= Eric Clauesson =

Swedish pagan

Eric Clauesson (or Erik Klasson; died 1492) was a Swedish man executed for sorcery, theft and heresy, though in reality he was executed for his paganism. His case illustrates the survival of the pre-Christian pagan Norse religion in Sweden as late as in the 15th century.

Clauesson worked as a servant to Hans Persson on the Swedish island of Värmdö. In 1492, he was put before the court in Stockholm, where he confessed that he had sworn himself to the old Nordic god Odin to escape poverty and that he had stolen from his master several times. This was a peculiar case; Clauesson was judged for paganism, which could be seen as a form of heresy, but officially for sorcery, an unusual crime in Sweden at this point, and it is hard to determine whether this was a witch trial or a trial of heresy. Clauesson himself clearly meant the old pagan god Odin, but Odin – like other pagan gods – was considered by the church to be a devil, so "Odin" was translated as "Satan" by the court, and Clauesson was thereby judged as a devil-worshipper. This was, by all accounts, a trial of heresy, against paganism.

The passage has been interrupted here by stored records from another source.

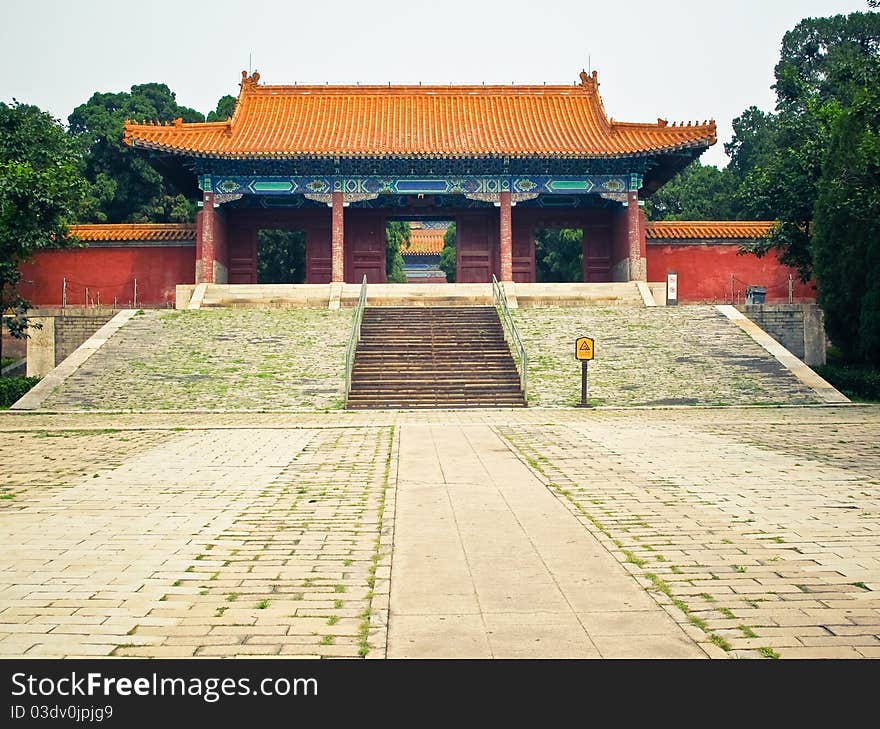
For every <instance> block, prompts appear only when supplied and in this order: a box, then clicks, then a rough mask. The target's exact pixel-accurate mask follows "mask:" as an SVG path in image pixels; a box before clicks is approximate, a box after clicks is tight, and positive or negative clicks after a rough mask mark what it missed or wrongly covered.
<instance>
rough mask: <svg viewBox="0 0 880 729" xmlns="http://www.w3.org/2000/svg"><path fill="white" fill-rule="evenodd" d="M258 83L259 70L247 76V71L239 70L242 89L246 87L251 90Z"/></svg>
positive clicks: (253, 88)
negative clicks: (240, 74)
mask: <svg viewBox="0 0 880 729" xmlns="http://www.w3.org/2000/svg"><path fill="white" fill-rule="evenodd" d="M259 85H260V72H259V71H254V72H253V73H252V74H251V75H250V76H248V72H247V71H242V72H241V90H242V91H244V90H245V89H247V90H248V91H252V90H253V89H255V88H257V86H259Z"/></svg>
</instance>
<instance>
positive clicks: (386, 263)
mask: <svg viewBox="0 0 880 729" xmlns="http://www.w3.org/2000/svg"><path fill="white" fill-rule="evenodd" d="M409 240H410V230H409V223H406V222H401V221H397V220H392V221H390V222H389V223H388V224H387V225H386V226H385V274H386V278H387V281H388V283H406V271H404V270H403V255H401V250H403V249H404V248H409Z"/></svg>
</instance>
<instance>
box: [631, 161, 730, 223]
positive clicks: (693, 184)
mask: <svg viewBox="0 0 880 729" xmlns="http://www.w3.org/2000/svg"><path fill="white" fill-rule="evenodd" d="M737 186H738V185H737V180H736V178H735V175H734V172H733V171H732V170H730V169H727V168H725V169H723V170H719V169H718V168H717V167H715V166H713V165H702V164H700V161H699V160H695V161H694V162H692V163H691V164H690V165H688V166H687V167H685V168H684V169H683V170H682V171H681V172H679V173H678V174H677V175H676V176H675V177H673V178H672V179H671V180H670V181H669V182H668V183H666V184H665V185H664V186H663V187H661V188H660V190H658V191H657V192H656V193H654V195H652V196H651V197H650V198H649V199H648V201H647V204H646V205H645V214H646V215H647V217H648V219H649V220H735V219H738V218H740V217H741V212H742V207H741V206H740V205H739V204H738V202H737V200H736V198H735V195H736V190H737Z"/></svg>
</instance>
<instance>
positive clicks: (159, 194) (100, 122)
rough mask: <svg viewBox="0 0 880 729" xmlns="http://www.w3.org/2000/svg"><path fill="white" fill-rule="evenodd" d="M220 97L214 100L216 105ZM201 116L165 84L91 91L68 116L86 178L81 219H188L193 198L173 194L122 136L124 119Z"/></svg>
mask: <svg viewBox="0 0 880 729" xmlns="http://www.w3.org/2000/svg"><path fill="white" fill-rule="evenodd" d="M222 104H223V100H222V99H221V101H220V103H219V104H218V111H219V110H220V109H221V106H222ZM178 117H180V118H182V119H183V121H185V122H200V121H204V117H203V116H202V114H200V113H199V112H197V111H195V110H194V109H190V108H188V107H185V106H180V105H179V104H178V103H177V101H176V98H175V95H174V94H173V93H172V91H171V90H170V89H169V88H168V86H166V85H165V84H159V83H149V84H141V85H136V86H132V87H131V91H130V92H122V93H95V94H94V95H92V97H91V98H90V99H89V100H88V101H87V102H86V103H84V104H81V105H80V106H78V107H76V109H74V110H73V113H72V114H71V115H70V117H69V120H68V121H69V123H70V132H71V134H73V135H74V136H75V137H76V138H77V139H78V140H79V141H80V143H81V144H82V146H83V149H84V151H85V155H86V165H85V175H86V178H87V179H88V180H89V182H90V183H91V196H90V197H91V205H90V209H89V211H88V213H87V214H86V215H85V216H84V217H83V220H84V221H86V222H98V223H102V222H108V223H120V222H190V221H192V220H193V219H194V218H195V210H196V207H195V203H194V202H193V201H192V200H188V199H187V198H186V197H185V196H184V195H182V194H179V193H176V192H175V191H174V190H173V189H172V188H171V187H170V185H169V183H167V182H166V181H165V180H164V179H163V178H162V176H161V175H160V174H159V173H158V172H157V171H156V170H155V169H153V167H152V166H151V165H150V163H149V161H148V159H147V157H146V156H145V155H144V154H142V153H138V152H136V151H135V150H132V149H131V148H130V147H128V146H126V145H125V144H124V142H123V139H122V134H123V125H124V124H125V120H126V119H130V120H132V121H143V120H150V121H159V122H172V121H174V119H176V118H178Z"/></svg>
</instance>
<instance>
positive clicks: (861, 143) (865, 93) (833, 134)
mask: <svg viewBox="0 0 880 729" xmlns="http://www.w3.org/2000/svg"><path fill="white" fill-rule="evenodd" d="M874 74H875V75H874V76H873V77H872V78H870V79H869V80H868V82H867V83H866V84H865V86H864V88H863V89H862V90H861V91H860V92H859V93H858V94H857V95H856V97H855V99H854V101H853V104H852V106H851V107H850V108H848V109H846V110H844V111H842V112H841V113H840V114H839V115H838V116H837V118H836V119H835V120H834V122H833V123H832V131H831V142H830V146H829V149H828V154H827V156H826V158H825V164H824V166H823V170H822V177H821V184H820V192H819V197H818V200H817V202H816V210H815V233H814V236H813V240H812V254H813V259H814V265H813V268H814V272H815V275H816V281H817V284H818V288H819V304H820V305H821V306H822V308H823V309H824V311H825V328H826V330H827V332H828V335H829V336H830V337H831V340H832V341H833V342H834V344H835V345H837V346H838V347H839V348H840V349H841V351H842V352H843V355H844V357H845V358H846V359H847V360H850V361H857V362H869V363H872V364H874V365H880V91H878V89H880V68H875V69H874ZM874 377H875V378H878V377H880V376H878V375H877V373H876V372H875V373H874ZM873 381H874V382H875V383H876V382H880V380H878V379H874V380H873ZM878 397H880V390H878V391H877V392H875V399H878Z"/></svg>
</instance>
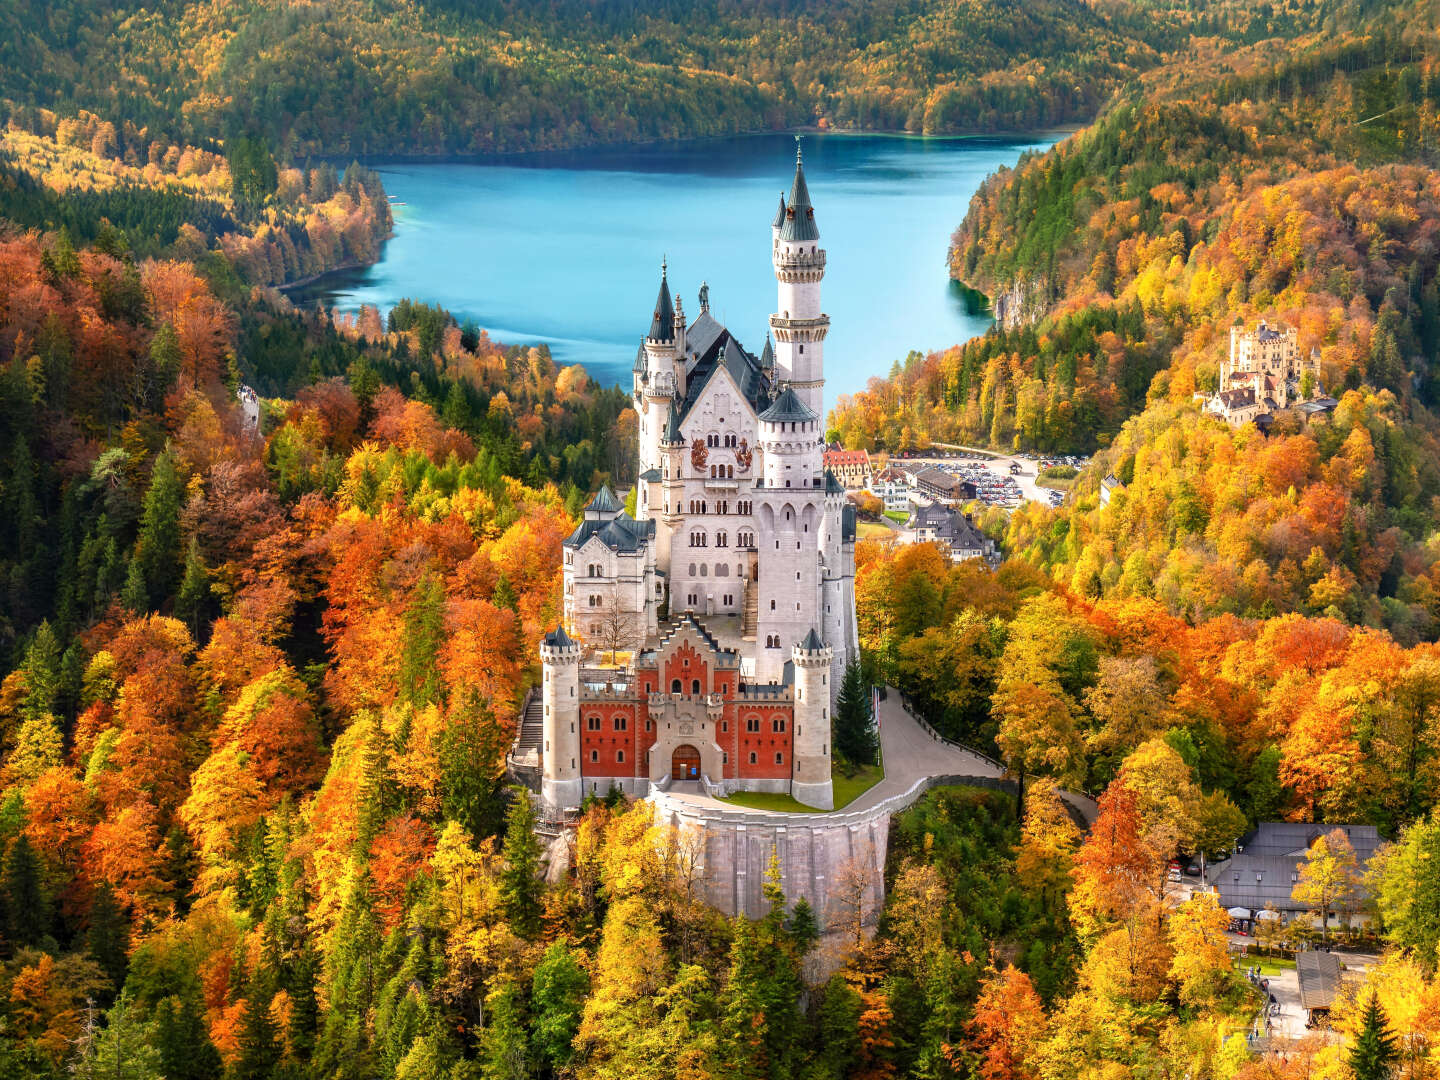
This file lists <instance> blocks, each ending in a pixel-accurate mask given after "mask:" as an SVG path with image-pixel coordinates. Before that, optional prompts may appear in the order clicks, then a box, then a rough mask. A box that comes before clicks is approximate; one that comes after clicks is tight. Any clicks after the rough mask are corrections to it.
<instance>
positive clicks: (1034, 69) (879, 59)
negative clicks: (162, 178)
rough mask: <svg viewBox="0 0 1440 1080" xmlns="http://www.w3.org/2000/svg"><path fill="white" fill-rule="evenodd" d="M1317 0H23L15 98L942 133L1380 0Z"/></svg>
mask: <svg viewBox="0 0 1440 1080" xmlns="http://www.w3.org/2000/svg"><path fill="white" fill-rule="evenodd" d="M1358 6H1359V4H1355V3H1341V1H1336V0H1296V1H1295V3H1289V4H1274V6H1272V4H1267V6H1264V7H1263V9H1254V7H1253V6H1251V4H1244V3H1228V1H1227V3H1218V4H1207V6H1205V7H1204V10H1202V12H1198V13H1197V12H1192V10H1191V7H1189V6H1188V4H1184V3H1174V1H1171V0H1166V1H1165V3H1158V4H1152V3H1115V4H1087V3H1081V0H1043V1H1041V3H1025V4H1018V3H1009V1H1008V0H982V1H981V3H971V4H960V6H956V4H949V3H940V1H937V0H884V1H883V3H868V1H865V0H847V1H845V3H838V4H837V3H819V1H818V0H799V1H798V3H782V1H779V0H704V1H703V3H698V4H690V3H674V0H641V1H639V3H625V4H611V3H602V4H595V3H585V1H583V0H559V1H557V3H552V4H544V6H534V4H527V3H521V1H520V0H487V3H454V1H451V0H435V1H433V3H419V1H416V0H333V1H331V3H325V4H292V3H282V1H281V0H238V1H236V0H226V1H225V3H219V1H215V0H210V1H202V3H196V1H193V0H184V1H181V0H173V1H170V3H163V4H153V6H140V4H132V3H121V4H98V3H92V1H91V0H66V3H59V4H55V3H39V1H37V0H22V1H20V3H17V4H9V6H7V9H6V12H0V96H10V98H13V99H16V101H22V102H27V104H35V105H45V107H48V108H52V109H56V111H60V112H71V111H73V109H75V108H85V109H89V111H94V112H98V114H101V115H107V117H115V118H121V117H122V118H125V120H130V121H132V122H135V124H138V125H141V127H148V128H151V130H153V131H157V132H164V134H166V135H167V137H168V138H170V140H171V141H202V140H207V138H226V137H230V135H235V134H242V132H243V134H258V135H261V137H264V138H266V140H268V141H269V143H271V144H272V145H274V147H275V148H276V150H278V151H279V153H282V154H285V156H291V154H295V153H300V154H304V153H324V154H455V153H478V151H494V150H536V148H546V147H573V145H583V144H592V143H619V141H639V140H657V138H678V137H693V135H717V134H734V132H742V131H756V130H770V128H783V127H791V125H799V124H828V125H832V127H857V128H880V130H906V131H924V132H932V134H940V132H982V131H1020V130H1027V131H1028V130H1035V128H1041V127H1053V125H1058V124H1071V122H1084V121H1089V120H1090V118H1092V117H1093V115H1094V114H1096V111H1097V109H1099V108H1100V107H1102V105H1103V104H1104V101H1106V99H1107V98H1109V96H1110V94H1112V92H1113V91H1115V89H1116V88H1119V86H1120V85H1122V84H1123V82H1126V81H1128V79H1130V78H1133V76H1135V75H1136V73H1138V72H1142V71H1146V69H1151V68H1153V66H1155V65H1156V63H1159V62H1162V59H1164V56H1165V55H1166V53H1168V52H1171V50H1181V49H1188V48H1191V35H1197V36H1201V37H1204V39H1207V40H1208V39H1211V37H1214V39H1215V40H1221V42H1247V40H1256V39H1260V37H1272V36H1277V35H1279V36H1289V35H1295V33H1302V32H1306V30H1315V29H1318V27H1319V26H1322V24H1328V23H1329V22H1333V20H1335V19H1338V17H1342V16H1344V13H1346V12H1349V10H1352V9H1355V7H1358Z"/></svg>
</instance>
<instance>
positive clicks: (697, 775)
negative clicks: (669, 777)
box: [670, 746, 700, 780]
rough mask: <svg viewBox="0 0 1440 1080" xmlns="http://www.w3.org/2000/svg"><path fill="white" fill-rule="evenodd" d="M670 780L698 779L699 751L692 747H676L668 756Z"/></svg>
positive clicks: (694, 779)
mask: <svg viewBox="0 0 1440 1080" xmlns="http://www.w3.org/2000/svg"><path fill="white" fill-rule="evenodd" d="M670 779H672V780H698V779H700V750H697V749H696V747H693V746H677V747H675V752H674V753H672V755H670Z"/></svg>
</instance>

The verdict was that he should be executed by the breaking wheel and hanged for the theft. For his other, religious crime, of "the highest matter" against "God and his immortal soul", he was sentenced to be burned at the stake; as the religious crime was more important than the theft, this was the punishment that was to be carried out. While Swedish law did not actually mention such crimes at the time, the verdict can be seen as a sign that the Catholic Church at that point held a strong position in Sweden, similar to that of the continent, where cases of heresy were more common.

Clauesson was not the only one to be put on trial for worshipping the old gods. On 27 October 1484, Ragvald Odenskarl (Ragvald The Follower of Odin, as the court called him) was put on trial in Stockholm for theft from several churches in Uppland; he claimed to have served Odin for seven years and named an accomplice, Johan Land. Odenskarl is believed to have been burned, while Land saved himself by asking to be an executioner.